ReLU exhibits the other habits. In layer 1, whereas some neurons are inactive (the “dead zone”), the lively ones already unfold throughout a wider vary (1.15 std), indicating preserved variation. By layer 2, this expands even additional (1.67 std), and the courses turn out to be clearly separable — one is pushed to excessive activation ranges whereas the opposite stays close to zero. At this level, the output layer’s job is trivial.
fig, axes = plt.subplots(2, 2, figsize=(13, 10))
fig.patch.set_facecolor(T["bg"])
fig.suptitle("Hidden-space representations on make_moons test set",
fontsize=13, coloration=T["text"])
for col, (internet, coloration, title) in enumerate([
(net_sig, T["sig"], "Sigmoid"),
(net_relu, T["relu"], "ReLU"),
]):
for row, layer in enumerate([1, 2]):
ax = axes[row][col]
ax.set_facecolor(T["panel"])
H = internet.get_hidden(X_test, layer=layer)
ax.scatter(H[y_test==0, 0], H[y_test==0, 1], c=T["c0"], s=40,
edgecolors="white", linewidths=0.4, alpha=0.85, label="Class 0")

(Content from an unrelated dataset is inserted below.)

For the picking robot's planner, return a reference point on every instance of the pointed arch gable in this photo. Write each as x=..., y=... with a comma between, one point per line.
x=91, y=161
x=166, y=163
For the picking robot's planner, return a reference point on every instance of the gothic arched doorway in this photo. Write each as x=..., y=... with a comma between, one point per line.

ax.scatter(H[y_test==1, 0], H[y_test==1, 1], c=T["c1"], s=40,
edgecolors="white", linewidths=0.4, alpha=0.85, label="Class 1")
unfold = H.std()
ax.textual content(0.04, 0.96, f"std: {spread:.4f}",
rework=ax.transAxes, fontsize=9, va="top",
coloration=T["text"],
bbox=dict(boxstyle="round,pad=0.3", fc="white", ec=coloration, alpha=0.85))
ax.set_title(f"{name} -- Layer {layer} hidden space",
coloration=coloration, fontsize=11)
ax.set_xlabel(f"Unit 1", coloration=T["muted"])

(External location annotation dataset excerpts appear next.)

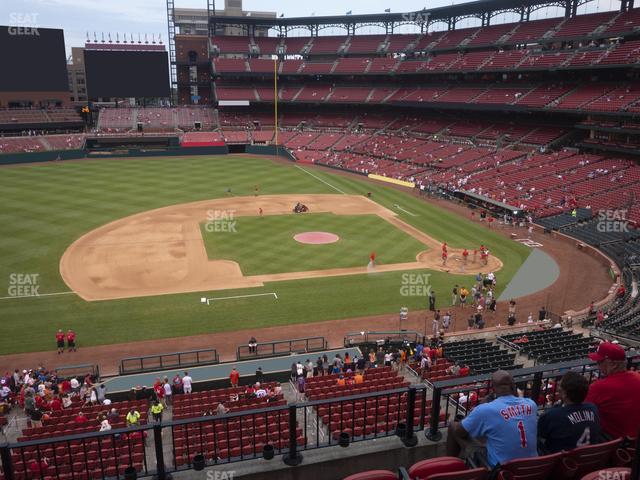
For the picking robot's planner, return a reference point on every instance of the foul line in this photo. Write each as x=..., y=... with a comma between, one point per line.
x=405, y=211
x=36, y=296
x=208, y=300
x=318, y=178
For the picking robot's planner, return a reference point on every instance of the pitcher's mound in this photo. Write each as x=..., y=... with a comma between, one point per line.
x=316, y=238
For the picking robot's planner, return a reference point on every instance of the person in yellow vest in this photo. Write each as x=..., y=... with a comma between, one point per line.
x=133, y=418
x=156, y=411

ax.set_ylabel(f"Unit 2", coloration=T["muted"])
ax.tick_params(colours=T["muted"])
if row == 0 and col == 0: ax.legend(fontsize=9)
plt.tight_layout()
plt.savefig("hidden_space.png", dpi=140, bbox_inches="tight")
plt.present()



Take a look at the Full Codes right here. Additionally, be at liberty to comply with us on Twitter and don’t overlook to affix our 120k+ ML SubReddit and Subscribe to our E-newsletter. Wait! are you on telegram? now you’ll be able to be part of us on telegram as effectively.

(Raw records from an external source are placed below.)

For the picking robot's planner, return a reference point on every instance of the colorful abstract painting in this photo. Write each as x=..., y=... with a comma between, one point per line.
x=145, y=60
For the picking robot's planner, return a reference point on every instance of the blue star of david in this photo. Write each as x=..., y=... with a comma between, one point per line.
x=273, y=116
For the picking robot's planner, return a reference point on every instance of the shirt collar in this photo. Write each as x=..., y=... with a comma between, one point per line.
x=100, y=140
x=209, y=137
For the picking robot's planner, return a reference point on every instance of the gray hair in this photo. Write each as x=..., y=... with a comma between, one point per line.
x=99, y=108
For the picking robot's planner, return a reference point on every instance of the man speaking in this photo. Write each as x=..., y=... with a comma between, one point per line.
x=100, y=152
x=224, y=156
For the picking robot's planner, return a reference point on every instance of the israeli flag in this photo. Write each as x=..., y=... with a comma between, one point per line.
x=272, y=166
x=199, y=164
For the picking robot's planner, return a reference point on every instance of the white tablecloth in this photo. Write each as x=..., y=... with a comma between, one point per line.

Have to associate with us for selling your GitHub Repo OR Hugging Face Web page OR Product Launch OR Webinar and many others.? Join with us

I’m a Civil Engineering Graduate (2022) from Jamia Millia Islamia, New Delhi, and I’ve a eager curiosity in Information Science, particularly Neural Networks and their utility in numerous areas.